Après beaucoup d’efforts, mon beau-frère a pu accompagner une équipe de sauveteurs pour sortir sa femme restée coincée sous les décombres du sous-sol. Elle a été transportée à Casablanca et amputée de son bras droit.
Notre séjour dans les camps n’a pas duré, un avion militaire nous a embarqué vers Marrakech. Je ne me souviens d’aucun événement pendant le trajet de ce voyage, j’étais évanouie, en voyant ces nombreux blessés graves pleins de sang, et qui avaient été transportés sur le même vol. j’ai ouvert les yeux dans un lit à l’hôpital » Mamounia ».

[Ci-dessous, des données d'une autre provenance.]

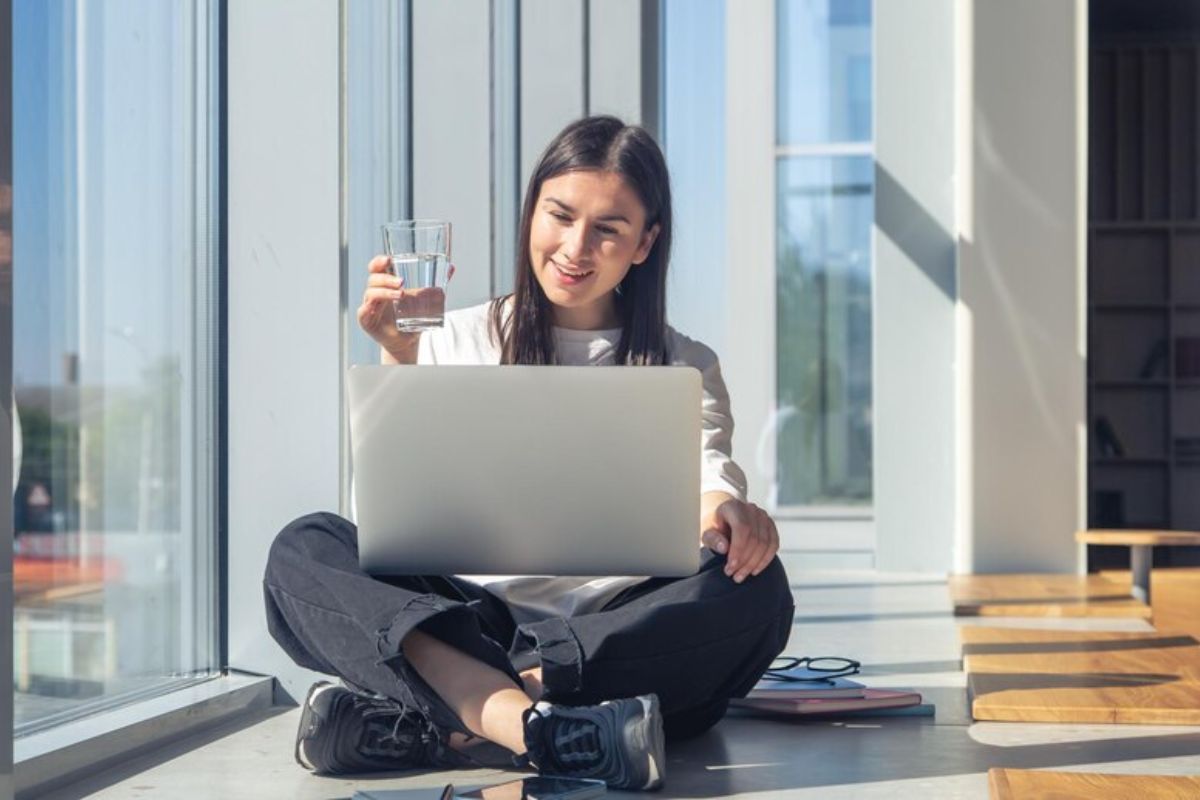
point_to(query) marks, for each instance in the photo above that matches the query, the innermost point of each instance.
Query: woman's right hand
(378, 318)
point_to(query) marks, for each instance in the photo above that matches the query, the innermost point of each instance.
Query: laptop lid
(526, 470)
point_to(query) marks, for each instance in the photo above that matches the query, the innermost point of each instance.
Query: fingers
(754, 540)
(771, 534)
(384, 281)
(714, 540)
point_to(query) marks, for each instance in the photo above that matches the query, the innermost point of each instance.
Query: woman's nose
(575, 242)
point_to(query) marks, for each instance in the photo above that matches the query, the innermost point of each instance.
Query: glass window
(694, 139)
(825, 210)
(823, 301)
(825, 71)
(115, 352)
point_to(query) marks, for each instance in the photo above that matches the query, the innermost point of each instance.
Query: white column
(915, 286)
(285, 364)
(1021, 268)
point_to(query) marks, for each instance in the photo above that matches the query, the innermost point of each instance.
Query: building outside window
(115, 353)
(825, 209)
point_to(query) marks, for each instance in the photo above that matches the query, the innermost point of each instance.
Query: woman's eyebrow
(612, 217)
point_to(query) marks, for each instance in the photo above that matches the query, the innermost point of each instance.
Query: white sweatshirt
(466, 340)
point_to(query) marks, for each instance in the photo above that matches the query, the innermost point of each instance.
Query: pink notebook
(871, 698)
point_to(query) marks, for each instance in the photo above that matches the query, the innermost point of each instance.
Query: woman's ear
(643, 247)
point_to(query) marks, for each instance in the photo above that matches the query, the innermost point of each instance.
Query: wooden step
(1043, 595)
(1176, 602)
(1089, 677)
(1026, 785)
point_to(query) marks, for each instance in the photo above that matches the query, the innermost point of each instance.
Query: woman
(573, 675)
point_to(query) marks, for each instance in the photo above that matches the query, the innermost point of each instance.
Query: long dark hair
(604, 144)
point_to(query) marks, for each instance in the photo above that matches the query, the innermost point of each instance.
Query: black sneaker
(618, 741)
(342, 731)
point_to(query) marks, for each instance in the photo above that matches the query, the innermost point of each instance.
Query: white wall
(1021, 266)
(285, 368)
(915, 287)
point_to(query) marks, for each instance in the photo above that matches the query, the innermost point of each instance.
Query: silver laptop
(526, 470)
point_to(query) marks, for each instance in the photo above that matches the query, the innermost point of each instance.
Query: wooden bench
(1043, 595)
(1141, 543)
(1085, 677)
(1021, 785)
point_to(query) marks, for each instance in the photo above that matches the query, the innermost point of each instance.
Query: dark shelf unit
(1144, 292)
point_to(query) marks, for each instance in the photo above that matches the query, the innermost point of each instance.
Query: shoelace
(571, 743)
(381, 739)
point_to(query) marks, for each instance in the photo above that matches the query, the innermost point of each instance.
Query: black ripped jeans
(696, 642)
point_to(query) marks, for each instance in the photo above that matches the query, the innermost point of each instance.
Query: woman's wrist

Plus tard, mon mari m’a raconté que la famille à Marrakech, avait perdu tout espoir de nous retrouver vivants.
Je suis resté plusieurs jours à l’hôpital, mon état était déplorable, à chaque fois que j’essayais de me tenir debout, je m’imagine que les murs de la chambre allaient s’écrouler.

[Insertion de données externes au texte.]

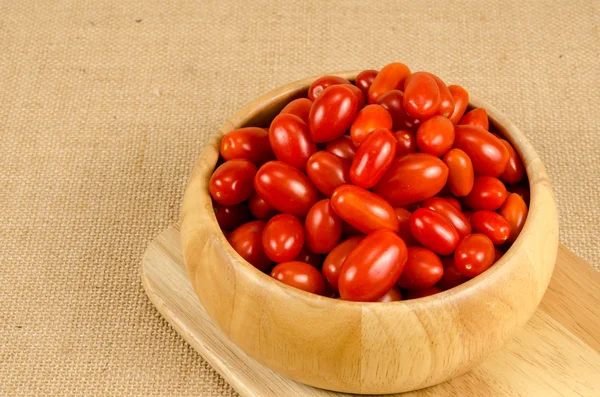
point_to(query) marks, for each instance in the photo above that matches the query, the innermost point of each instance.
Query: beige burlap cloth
(105, 105)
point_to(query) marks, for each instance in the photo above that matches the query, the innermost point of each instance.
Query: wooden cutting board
(556, 354)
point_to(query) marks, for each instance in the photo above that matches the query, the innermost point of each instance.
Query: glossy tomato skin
(327, 171)
(433, 231)
(370, 118)
(373, 158)
(474, 255)
(460, 172)
(488, 193)
(492, 225)
(249, 143)
(364, 210)
(423, 269)
(283, 238)
(300, 275)
(412, 178)
(372, 267)
(320, 84)
(435, 136)
(231, 183)
(391, 77)
(246, 240)
(488, 155)
(285, 188)
(291, 141)
(334, 260)
(332, 113)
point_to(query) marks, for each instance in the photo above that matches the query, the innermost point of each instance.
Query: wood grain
(555, 354)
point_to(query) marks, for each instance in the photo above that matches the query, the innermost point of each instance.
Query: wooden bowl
(361, 347)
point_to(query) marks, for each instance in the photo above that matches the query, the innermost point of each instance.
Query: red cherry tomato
(291, 141)
(231, 183)
(365, 79)
(327, 172)
(373, 158)
(476, 117)
(249, 143)
(461, 101)
(320, 84)
(423, 269)
(460, 172)
(515, 170)
(334, 260)
(285, 188)
(283, 238)
(332, 113)
(412, 178)
(421, 96)
(492, 225)
(246, 240)
(372, 267)
(488, 193)
(452, 215)
(433, 231)
(323, 228)
(298, 107)
(300, 275)
(391, 77)
(364, 210)
(474, 254)
(435, 136)
(514, 210)
(370, 118)
(488, 155)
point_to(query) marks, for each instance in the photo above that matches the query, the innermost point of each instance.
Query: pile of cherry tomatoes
(381, 190)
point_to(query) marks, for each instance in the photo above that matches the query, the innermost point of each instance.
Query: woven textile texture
(104, 107)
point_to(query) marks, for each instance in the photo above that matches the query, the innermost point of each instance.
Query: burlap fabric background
(104, 106)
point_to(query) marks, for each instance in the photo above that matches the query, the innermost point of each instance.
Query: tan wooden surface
(556, 354)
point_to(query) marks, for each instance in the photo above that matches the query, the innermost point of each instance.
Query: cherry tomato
(370, 118)
(474, 254)
(332, 113)
(249, 143)
(391, 77)
(488, 155)
(291, 141)
(492, 225)
(452, 215)
(285, 188)
(364, 210)
(298, 107)
(300, 275)
(283, 238)
(423, 269)
(433, 231)
(461, 101)
(488, 193)
(476, 117)
(421, 96)
(514, 210)
(515, 170)
(320, 84)
(365, 79)
(334, 260)
(412, 178)
(435, 136)
(246, 240)
(231, 183)
(373, 158)
(372, 267)
(327, 172)
(460, 172)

J’ai mis beaucoup de temps pour sortir de cet état.
Nous avons tout perdu à Agadir, et nous sommes retournés à Marrakech en remettant le chrono à zéro. Il a fallu repenser la construction d’une autre vie .Mon mari était obligé de reprendre son métier d’origine en tant que photographe ( Studio Nil au quartier Mouassine, très connu par les habitants de Marrakech pendant les années soixante).
Après, nous avons appris que plusieurs gens s’étaient enrichis de cette situation désastreuse par l’utilisation de moyens illicites et frauduleux…..?
Fin de citation des paroles de ma mère.
J’ai voulu partager avec vous cette histoire réelle, telle racontée par ma mère, et confirmée par mon père ( Rahimahou ALLAH) , car le bébé qui a été miraculeusement sauvé, c’était moi, j’étais le premier enfant de ce couple qui a tout perdu dès les premières années de leur mariage, mais qui s’est forgé pour reconstruire une nouvelle vie.
Que les Âmes de tous les victimes reposent en paix.